Elmiva Vault

Security / Architecture

Building a Secret-Aware Rich Text Editor with Tiptap

The quickest way to ruin a runbook is to make it useful. Someone pastes the token that unblocks deployment, and now the document is both the instructions and the leak.

May 10, 2026 12 min read Security / Architecture

Documents Want to Become Secret Stores

Every internal documentation system eventually becomes an unofficial secrets system. Not because anyone planned it. Because documentation is where urgency lives. The deployment failed. The vendor webhook stopped signing requests. The staging database needs a one-time credential. The person writing the fix wants the next engineer to be faster, so they paste the value into the page.

At first this looks kind. The runbook is complete. The next incident is shorter. Then the token rotates, the old value stays in the page, and a new teammate copies the stale credential because the document sounds authoritative. Or worse, the page is shared with someone who should understand the procedure but should never reveal the secret value.

Vault's editor was designed around that failure mode. A page can contain a structured secret_ref node instead of plaintext. The stored document keeps durable attributes such as secretId and a display name. Access state, share capability, key hash, visibility, and hide-name behavior are ephemeral. The backend removes those fields before persistence and re-annotates the document for each viewer.

The Insert Secret Flow

The editor has to meet people where the mess already is. In a clean workflow, an author inserts an existing active secret from the current workspace or creates a new secret while writing the page. In a real workflow, someone pastes a Vault key or a 64-character SHA-256 hash that came from an older note. The editor detects that shape and can convert it into a secret_ref.

The editor needed to handle the messy workflows teams already had. Sometimes an engineer inserts an existing secret correctly. Sometimes they paste an old key from Slack, an outdated note, or a previous incident document. Vault tries to convert those patterns into structured references instead of leaving secrets buried inside prose.

That distinction matters operationally. A pasted secret becomes invisible to rotation and audit workflows. A structured reference can be tracked, updated, restricted, and reviewed later. The goal was never to make the editor smart. The goal was to make the safer workflow easier than the dangerous one.

Reveal, Copy, Rotate

A rendered reference should feel practical, not ceremonial. If the viewer has access, reveal and copy can call the secret value endpoint. The call carries intent. A reveal and a copy return the same sensitive value, but they are different operator actions and deserve different audit metadata. During a review, "copied during deploy" tells a different story than "revealed while investigating access."

If the viewer does not have access, the UI can still be honest. It can show that a secret exists, hide the name when the secret is configured that way, or indicate that access is restricted. A pending or denied request is not a permission. It is state attached to a workflow.

Owners can rotate from the reference and inspect usage. After rotation, old references can become outdated instead of silently remaining wrong. That is a much better failure mode than a wiki page that confidently contains last year's credential.

Collaboration Needs Predictability

Operational runbooks are usually edited during stress. Two people open the same document. One updates the deploy steps. Another removes outdated instructions. The last save silently wins.

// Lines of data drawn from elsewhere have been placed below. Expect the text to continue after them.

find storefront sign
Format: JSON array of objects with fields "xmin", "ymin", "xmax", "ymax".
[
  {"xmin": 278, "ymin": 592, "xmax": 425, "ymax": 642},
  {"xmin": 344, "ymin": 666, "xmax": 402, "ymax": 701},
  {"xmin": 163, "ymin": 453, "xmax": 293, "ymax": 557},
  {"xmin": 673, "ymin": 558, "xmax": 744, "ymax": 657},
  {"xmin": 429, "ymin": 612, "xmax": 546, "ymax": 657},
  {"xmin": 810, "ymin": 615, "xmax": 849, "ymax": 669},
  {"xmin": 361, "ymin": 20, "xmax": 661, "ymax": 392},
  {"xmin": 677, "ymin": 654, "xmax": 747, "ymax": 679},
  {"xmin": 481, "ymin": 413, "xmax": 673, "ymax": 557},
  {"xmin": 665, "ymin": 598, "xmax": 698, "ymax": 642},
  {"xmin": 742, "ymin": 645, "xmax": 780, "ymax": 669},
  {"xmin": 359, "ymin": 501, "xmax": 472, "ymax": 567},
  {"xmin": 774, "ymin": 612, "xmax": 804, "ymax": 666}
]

Vault intentionally uses a simple editing lock instead of pretending operational documentation behaves like Google Docs. That tradeoff is deliberate. For incident procedures and deployment runbooks, predictable ownership of edits is often more valuable than real-time collaborative merging.

The system chooses a boring lock over a surprising merge.

Why Tiptap Fits This Shape

Tiptap worked well because it allowed secrets to behave like structured application objects rather than formatting conventions inside text. People still write headings, tables, lists, blockquotes, and ordinary operational prose. But the secret is not just another string in the page.

The important part was not rich text itself. It was giving the system enough structure to understand where secrets were referenced, who could interact with them, and when operational knowledge had become stale.

The lesson is simple: if documentation is where engineers work during pressure, the secret system has to live there too. But it has to arrive as a reference, not as another copy of the value. The page should explain the operation. The secret store should decide access. The editor's job is to keep those responsibilities visible while everyone is trying to ship.